Chinese ladies (Ts’ai Yen) poem 200AD

Ts’ai Yen

Circa 200

FROM 18 VERSES SUNG

TO A TATAR REED WHISTLE

I

I was born in a time of peace,

But later the mandate of Heaven

Was withdrawn from the Han Dynasty.

Heaven was pitiless.

It sent down confusion and separation.

Earth was pitiless.

It brought me to birth in such a time.

War was everywhere. Every road was dangerous

Soldiers and civilians everywhere

Fleeing death and suffering.

Smoke and dust clouds obscured the land

Overrun by the ruthless Tatar bands.

Our people lost their will power and integrity,

I can never learn the ways of the barbarians.

I am daily subject to violence and insult.

I sing one stanza to my lute and a Tatar horn.

But no one knows my agony and grief.

II

A Tatar chief forced me to become his wife,

And took me far away to Heaven’s edge.

Ten thousand clouds and mountains

Bar my road home,

And whirlwinds of dust and sand

Blow for a thousand miles.

Men here are as savage as giant vipers,

And strut about in armour, snapping their bows.
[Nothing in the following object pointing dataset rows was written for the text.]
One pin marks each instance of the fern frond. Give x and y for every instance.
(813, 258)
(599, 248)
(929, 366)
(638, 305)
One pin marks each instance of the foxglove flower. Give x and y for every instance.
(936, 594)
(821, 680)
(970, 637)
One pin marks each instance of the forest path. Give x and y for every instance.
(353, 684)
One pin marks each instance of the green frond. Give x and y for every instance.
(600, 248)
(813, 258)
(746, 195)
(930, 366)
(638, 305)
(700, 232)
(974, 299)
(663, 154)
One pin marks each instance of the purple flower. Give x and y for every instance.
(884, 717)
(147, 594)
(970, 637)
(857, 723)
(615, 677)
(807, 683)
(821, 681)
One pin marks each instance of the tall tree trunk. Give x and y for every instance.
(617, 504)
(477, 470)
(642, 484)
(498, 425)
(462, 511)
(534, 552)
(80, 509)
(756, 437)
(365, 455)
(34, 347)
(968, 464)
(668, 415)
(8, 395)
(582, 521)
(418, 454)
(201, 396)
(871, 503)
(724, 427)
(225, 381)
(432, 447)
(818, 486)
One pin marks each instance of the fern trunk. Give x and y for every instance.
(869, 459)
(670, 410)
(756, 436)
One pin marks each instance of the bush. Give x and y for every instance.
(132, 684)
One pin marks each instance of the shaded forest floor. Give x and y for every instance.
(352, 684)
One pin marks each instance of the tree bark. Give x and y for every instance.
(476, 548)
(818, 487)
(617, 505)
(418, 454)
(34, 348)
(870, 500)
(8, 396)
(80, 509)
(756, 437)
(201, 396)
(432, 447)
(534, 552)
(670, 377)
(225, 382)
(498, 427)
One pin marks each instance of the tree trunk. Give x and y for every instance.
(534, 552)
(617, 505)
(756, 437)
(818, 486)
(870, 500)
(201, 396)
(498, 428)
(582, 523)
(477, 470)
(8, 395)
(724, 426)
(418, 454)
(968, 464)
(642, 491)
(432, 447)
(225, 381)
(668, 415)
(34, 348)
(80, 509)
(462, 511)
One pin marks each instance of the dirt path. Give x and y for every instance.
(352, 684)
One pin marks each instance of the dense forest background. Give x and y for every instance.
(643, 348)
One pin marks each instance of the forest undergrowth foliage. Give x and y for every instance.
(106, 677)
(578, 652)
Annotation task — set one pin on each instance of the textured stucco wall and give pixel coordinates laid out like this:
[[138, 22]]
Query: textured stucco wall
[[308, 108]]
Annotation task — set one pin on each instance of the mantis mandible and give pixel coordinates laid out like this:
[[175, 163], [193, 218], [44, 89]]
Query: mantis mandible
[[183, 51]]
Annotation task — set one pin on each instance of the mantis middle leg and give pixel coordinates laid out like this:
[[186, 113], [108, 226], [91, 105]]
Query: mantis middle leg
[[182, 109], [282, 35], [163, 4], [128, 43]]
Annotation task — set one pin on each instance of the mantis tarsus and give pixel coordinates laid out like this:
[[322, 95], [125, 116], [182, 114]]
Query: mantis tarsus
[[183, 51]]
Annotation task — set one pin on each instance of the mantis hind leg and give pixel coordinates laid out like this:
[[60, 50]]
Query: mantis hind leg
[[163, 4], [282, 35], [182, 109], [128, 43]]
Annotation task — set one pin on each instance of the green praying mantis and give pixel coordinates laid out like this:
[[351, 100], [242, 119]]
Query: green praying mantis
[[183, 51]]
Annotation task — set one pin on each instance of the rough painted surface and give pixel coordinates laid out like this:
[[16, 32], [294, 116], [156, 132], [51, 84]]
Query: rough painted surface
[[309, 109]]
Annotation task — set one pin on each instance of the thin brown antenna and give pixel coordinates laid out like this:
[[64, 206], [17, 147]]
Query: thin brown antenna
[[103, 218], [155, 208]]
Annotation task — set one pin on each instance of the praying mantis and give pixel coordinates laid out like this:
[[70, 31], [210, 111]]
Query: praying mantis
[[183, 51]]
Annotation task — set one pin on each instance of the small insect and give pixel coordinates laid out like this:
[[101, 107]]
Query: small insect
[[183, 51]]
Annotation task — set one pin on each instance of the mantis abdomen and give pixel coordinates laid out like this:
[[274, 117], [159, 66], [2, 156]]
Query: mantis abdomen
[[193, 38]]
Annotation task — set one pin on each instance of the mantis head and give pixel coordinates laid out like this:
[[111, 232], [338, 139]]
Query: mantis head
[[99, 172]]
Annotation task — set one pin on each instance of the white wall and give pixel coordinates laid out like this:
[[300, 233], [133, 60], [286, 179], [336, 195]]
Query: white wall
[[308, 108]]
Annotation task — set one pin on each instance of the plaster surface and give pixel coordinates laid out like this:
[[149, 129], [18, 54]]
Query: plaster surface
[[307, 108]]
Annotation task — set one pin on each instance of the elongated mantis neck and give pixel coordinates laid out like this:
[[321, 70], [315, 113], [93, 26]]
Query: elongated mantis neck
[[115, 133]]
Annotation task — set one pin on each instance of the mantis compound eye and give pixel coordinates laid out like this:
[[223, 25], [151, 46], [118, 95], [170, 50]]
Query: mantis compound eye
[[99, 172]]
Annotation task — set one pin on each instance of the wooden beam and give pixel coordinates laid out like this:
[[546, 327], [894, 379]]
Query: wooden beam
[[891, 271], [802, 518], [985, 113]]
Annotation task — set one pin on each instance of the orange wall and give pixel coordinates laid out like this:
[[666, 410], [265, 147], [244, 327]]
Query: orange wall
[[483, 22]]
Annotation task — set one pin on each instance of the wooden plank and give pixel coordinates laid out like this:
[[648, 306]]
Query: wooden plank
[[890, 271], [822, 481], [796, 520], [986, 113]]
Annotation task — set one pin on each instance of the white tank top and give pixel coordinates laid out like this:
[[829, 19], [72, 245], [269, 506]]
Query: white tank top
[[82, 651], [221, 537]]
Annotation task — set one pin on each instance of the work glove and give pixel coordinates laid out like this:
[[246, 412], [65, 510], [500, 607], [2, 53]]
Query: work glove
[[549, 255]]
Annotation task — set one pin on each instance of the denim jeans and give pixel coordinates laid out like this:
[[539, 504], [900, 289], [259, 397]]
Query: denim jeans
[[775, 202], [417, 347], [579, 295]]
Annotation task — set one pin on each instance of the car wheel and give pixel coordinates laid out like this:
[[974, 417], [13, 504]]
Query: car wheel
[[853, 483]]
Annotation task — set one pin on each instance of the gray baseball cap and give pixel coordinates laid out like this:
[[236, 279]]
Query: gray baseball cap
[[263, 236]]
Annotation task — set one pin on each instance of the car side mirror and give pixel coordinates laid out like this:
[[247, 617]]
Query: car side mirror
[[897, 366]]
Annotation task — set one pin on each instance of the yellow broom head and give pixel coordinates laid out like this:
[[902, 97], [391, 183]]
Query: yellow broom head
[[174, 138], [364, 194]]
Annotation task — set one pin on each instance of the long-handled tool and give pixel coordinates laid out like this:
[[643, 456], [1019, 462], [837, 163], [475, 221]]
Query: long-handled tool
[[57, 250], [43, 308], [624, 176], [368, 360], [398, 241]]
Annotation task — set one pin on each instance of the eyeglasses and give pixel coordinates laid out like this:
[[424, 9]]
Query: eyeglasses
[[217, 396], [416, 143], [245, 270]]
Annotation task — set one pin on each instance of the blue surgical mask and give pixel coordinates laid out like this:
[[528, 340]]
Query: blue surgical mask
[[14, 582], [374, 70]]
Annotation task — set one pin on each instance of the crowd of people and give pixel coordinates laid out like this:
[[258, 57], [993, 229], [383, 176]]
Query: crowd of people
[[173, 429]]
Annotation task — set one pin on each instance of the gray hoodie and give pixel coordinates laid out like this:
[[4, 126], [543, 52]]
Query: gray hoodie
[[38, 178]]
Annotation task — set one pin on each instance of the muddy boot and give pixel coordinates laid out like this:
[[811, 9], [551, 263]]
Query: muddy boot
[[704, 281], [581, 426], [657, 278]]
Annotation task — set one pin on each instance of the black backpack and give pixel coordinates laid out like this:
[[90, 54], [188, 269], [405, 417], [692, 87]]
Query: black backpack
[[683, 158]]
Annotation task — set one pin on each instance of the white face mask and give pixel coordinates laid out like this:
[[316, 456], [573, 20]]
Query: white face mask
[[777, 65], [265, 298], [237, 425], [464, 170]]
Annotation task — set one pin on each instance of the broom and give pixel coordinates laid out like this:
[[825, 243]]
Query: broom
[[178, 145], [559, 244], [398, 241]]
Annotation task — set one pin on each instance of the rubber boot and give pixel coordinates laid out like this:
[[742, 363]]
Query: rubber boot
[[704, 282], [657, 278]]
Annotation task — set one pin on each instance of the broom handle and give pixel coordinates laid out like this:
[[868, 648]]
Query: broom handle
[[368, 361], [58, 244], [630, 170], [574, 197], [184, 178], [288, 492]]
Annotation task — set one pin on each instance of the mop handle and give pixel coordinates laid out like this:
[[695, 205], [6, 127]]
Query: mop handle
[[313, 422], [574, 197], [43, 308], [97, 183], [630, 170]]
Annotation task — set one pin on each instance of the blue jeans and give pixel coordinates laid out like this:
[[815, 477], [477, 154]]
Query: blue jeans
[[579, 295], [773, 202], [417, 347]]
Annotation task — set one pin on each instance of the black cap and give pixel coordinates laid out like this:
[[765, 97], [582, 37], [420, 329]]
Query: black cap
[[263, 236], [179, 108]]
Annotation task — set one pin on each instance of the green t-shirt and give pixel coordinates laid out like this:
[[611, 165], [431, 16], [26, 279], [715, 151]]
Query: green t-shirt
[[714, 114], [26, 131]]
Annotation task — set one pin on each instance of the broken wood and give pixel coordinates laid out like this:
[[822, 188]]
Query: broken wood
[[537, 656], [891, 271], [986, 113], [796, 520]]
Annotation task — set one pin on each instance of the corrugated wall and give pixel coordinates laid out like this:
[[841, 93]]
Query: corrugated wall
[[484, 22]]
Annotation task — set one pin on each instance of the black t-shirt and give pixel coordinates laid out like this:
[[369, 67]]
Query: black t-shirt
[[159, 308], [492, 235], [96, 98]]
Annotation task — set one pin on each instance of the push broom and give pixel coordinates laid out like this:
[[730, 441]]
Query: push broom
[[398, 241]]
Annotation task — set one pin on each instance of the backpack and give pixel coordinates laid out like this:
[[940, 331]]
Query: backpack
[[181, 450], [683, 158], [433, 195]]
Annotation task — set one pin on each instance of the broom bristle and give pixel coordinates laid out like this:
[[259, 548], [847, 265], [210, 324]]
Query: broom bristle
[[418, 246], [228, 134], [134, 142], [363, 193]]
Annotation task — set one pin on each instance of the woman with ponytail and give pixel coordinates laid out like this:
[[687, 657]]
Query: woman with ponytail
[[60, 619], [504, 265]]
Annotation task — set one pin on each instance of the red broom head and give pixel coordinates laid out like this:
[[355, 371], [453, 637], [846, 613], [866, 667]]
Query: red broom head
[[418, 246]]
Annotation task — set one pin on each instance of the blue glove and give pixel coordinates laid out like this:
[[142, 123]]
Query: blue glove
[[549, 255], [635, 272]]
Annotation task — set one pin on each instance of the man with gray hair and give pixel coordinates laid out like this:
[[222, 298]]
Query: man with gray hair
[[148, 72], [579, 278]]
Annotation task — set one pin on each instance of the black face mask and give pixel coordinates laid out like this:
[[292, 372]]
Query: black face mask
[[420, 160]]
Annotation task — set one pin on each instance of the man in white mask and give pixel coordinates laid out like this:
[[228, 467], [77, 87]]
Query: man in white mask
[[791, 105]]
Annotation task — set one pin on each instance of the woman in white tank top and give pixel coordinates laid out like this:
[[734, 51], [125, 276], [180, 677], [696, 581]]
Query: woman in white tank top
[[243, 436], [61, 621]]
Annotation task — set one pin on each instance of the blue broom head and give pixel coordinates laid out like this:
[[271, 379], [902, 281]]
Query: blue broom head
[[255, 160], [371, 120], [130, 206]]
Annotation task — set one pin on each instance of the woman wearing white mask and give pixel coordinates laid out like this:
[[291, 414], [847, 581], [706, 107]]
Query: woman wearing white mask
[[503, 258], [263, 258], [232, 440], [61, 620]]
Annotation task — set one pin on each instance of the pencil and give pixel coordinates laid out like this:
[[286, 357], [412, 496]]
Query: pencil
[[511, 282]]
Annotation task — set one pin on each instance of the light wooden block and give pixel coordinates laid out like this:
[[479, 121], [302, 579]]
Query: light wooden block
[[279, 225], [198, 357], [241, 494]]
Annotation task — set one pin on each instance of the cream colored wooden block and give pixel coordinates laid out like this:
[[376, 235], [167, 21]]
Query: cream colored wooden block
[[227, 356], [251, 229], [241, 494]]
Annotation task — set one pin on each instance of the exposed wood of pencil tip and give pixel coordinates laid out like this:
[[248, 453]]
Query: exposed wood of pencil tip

As I sing the second stanza I almost break the

lutestrings.

Will broken, heart broken, I sing to myself.

VII

The sun sets. The wind moans.

The noise of the Tatar camp rises all around me.

The sorrow of my heart is beyond expression,

But who could I tell it to anyway?

Far across the desert plains,

The beacon fires of the Tatar garrisons

Gleam for ten thousand miles.

It is the custom here to kill the old and weak

And adore the young and vigorous.

They wander seeking new pasture,

And camp for a while behind earth walls.

Cattle and sheep cover the prairie,

Swarming like bees or ants.

When the grass and water are used up,

They mount their horses and drive on their cattle.

The seventh stanza sings of my wandering.

How I hate to live this way!

XI

I have no desire to live, but I am afraid of death.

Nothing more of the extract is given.